Outubro de 2020 – Vol. 25 – Nº 10

Walmor Piccinini *

            Loucura e arte se constituem como objeto de estudo para muitas áreas do conhecimento. Várias perguntas, no entanto, permanecem sem resposta. A produção artística do louco se dá justamente por causa da loucura ou apesar dela? A promoção do ato criativo, como instrumento terapêutico, deve se restringir à expressão de conteúdo internos a serem trabalhados ou pode pretender o desenvolvimento de uma experiência que favoreça funções mentais integradoras?

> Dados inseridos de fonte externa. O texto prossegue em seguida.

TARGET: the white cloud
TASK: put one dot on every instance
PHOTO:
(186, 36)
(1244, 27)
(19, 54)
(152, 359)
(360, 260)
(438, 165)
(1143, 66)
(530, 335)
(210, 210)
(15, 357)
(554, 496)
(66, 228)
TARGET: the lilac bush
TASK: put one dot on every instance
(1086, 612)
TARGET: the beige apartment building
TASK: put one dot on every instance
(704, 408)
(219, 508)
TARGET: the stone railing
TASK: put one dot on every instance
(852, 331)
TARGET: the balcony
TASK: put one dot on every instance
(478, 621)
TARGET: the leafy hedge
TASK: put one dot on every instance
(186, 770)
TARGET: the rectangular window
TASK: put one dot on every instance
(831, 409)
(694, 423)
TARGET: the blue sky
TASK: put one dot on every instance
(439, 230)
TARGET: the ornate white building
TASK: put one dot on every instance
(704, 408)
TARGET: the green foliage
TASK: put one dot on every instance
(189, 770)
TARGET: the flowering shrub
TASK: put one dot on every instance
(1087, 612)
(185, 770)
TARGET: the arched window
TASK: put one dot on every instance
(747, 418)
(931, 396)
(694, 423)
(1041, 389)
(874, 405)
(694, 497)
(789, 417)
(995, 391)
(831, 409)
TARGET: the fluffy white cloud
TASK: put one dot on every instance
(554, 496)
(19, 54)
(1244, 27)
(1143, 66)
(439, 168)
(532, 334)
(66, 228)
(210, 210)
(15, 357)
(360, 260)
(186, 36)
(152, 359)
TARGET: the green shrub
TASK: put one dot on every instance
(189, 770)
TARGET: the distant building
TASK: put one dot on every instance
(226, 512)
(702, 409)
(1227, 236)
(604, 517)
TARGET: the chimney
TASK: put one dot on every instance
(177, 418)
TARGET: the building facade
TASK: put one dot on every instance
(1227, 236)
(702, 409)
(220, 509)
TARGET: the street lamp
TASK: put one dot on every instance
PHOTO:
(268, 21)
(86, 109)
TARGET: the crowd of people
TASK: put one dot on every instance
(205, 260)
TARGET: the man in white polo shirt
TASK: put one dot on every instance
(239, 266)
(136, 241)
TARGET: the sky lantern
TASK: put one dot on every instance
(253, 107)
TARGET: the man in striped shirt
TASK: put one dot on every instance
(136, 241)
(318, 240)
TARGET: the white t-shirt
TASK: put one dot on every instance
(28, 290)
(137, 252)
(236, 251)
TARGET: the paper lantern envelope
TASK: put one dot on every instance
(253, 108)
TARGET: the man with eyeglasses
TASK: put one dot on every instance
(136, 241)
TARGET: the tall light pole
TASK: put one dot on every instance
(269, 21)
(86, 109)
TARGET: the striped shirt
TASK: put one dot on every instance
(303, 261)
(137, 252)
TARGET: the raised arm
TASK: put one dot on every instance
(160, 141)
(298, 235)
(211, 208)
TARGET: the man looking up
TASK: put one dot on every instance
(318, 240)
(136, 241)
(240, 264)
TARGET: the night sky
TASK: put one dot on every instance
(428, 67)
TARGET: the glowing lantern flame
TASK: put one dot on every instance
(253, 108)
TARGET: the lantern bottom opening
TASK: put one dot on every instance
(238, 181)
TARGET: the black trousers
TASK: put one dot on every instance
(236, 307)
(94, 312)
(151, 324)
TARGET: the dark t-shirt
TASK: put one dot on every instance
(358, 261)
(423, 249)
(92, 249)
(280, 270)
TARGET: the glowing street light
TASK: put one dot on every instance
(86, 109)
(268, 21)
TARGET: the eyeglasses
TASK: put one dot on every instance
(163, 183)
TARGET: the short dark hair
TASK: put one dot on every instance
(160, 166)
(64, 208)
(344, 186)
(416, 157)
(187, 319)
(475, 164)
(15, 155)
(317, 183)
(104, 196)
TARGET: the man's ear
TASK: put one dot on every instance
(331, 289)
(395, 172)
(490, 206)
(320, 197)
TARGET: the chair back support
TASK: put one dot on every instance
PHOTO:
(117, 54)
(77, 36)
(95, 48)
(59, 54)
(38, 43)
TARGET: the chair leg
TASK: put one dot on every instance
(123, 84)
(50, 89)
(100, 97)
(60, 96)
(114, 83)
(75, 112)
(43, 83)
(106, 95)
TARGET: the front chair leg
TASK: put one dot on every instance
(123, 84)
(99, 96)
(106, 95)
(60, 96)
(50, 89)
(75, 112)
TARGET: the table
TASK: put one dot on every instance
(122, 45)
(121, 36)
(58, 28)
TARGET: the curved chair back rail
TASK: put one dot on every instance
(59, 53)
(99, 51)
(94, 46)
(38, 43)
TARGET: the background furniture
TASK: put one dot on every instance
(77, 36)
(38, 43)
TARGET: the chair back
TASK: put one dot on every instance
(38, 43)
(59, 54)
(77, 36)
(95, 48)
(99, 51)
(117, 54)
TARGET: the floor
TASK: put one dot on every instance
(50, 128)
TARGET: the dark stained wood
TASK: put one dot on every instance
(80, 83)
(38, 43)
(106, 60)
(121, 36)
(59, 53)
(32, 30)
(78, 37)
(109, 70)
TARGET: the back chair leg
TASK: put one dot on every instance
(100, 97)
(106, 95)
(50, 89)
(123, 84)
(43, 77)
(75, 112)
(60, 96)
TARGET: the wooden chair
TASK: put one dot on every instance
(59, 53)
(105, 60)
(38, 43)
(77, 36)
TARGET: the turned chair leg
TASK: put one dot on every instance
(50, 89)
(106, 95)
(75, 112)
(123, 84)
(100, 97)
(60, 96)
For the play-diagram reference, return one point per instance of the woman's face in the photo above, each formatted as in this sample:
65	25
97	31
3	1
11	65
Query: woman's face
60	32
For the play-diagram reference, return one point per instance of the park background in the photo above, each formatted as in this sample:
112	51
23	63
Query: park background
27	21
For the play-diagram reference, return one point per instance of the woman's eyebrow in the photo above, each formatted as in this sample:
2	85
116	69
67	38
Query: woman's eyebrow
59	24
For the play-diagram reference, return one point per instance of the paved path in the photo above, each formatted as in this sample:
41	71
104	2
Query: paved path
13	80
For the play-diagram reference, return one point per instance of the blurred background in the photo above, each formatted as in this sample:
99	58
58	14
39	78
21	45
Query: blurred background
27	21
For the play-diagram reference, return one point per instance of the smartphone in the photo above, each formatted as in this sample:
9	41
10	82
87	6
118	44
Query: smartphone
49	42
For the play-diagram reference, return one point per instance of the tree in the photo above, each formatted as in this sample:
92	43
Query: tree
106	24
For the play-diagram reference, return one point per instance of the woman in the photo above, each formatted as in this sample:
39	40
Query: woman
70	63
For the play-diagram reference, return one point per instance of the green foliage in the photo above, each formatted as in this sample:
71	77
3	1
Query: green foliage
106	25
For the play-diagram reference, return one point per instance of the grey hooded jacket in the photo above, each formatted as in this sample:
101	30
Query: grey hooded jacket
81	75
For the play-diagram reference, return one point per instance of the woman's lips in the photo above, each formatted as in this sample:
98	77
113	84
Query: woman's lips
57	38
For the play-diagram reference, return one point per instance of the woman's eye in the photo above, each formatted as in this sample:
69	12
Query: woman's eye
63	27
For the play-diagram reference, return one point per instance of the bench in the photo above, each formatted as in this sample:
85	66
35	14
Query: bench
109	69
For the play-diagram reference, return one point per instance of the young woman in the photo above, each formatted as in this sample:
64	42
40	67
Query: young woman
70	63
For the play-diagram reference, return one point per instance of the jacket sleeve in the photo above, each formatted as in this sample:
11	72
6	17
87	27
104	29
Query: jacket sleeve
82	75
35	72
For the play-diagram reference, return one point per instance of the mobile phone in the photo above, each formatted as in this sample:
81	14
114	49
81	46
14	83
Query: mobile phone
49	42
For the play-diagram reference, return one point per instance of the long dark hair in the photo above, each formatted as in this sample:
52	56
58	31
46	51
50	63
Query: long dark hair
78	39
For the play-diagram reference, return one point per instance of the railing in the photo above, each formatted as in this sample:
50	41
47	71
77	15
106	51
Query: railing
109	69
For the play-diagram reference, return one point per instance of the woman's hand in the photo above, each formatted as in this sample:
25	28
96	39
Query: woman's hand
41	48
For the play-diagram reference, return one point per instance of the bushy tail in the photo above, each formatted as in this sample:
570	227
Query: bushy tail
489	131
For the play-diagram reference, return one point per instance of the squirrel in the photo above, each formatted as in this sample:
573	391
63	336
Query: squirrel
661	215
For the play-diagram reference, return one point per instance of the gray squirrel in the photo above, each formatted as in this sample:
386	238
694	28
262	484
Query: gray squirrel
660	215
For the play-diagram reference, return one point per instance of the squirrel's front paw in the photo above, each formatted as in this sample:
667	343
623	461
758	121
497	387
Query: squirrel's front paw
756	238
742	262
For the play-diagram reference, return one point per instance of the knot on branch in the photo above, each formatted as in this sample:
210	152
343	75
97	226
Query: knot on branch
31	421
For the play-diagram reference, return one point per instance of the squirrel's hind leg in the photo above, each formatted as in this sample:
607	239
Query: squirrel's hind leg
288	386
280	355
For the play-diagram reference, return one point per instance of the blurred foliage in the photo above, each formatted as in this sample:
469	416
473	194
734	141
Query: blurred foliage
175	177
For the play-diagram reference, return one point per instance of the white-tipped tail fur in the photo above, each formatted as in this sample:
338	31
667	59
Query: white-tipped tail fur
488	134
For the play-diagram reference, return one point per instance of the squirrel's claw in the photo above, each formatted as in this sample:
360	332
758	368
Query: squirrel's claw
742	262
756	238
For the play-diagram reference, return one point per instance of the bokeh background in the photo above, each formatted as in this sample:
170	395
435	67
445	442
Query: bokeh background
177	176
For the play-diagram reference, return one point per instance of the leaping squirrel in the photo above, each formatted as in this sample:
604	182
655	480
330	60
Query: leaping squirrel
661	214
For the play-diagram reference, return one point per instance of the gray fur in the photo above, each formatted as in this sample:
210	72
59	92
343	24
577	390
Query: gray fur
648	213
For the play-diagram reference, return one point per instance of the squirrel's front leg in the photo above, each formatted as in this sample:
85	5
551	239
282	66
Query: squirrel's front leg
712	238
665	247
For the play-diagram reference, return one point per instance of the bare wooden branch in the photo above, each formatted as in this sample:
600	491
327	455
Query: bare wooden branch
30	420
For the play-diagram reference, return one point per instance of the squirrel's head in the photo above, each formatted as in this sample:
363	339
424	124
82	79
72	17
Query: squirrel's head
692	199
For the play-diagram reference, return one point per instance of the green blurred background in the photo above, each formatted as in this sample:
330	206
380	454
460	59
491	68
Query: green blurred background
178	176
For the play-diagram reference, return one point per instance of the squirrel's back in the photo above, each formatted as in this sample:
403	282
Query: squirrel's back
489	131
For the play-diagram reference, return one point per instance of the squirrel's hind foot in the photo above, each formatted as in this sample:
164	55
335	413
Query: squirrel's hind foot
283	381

            “Pode ser que você ainda não tenha se dado conta disso, mas o fato é que todas as      coisas belas do mundo são filhas da doença. O homem cria a beleza como remédio para o seu medo de morrer. Pessoas que gozam de saúde perfeita não criam nada. Se dependesse delas, o mundo seria uma mesmice chata. Por que haveriam de criar? A      criação é o fruto do sofrimento”. – Rubem Alves      

Talvez se confunda a criatividade do gênio e do artista com as excentricidades do louco porque nenhum deles segue à risca as convenções sociais compartilhadas pela maioria. Mas a loucura supostamente impede a criatividade, pois a mente do psicótico está comprometida por mecanismos defensivos que impedem seu livre funcionamento, restringindo-o a padrões rígidos e estereotipados, dos quais o modelo maior é o delírio, crença inabalável e impermeável às críticas e às considerações racionais. À liberdade e flexibilidade criativa do artista se contraporia à rigidez imutável do delírio.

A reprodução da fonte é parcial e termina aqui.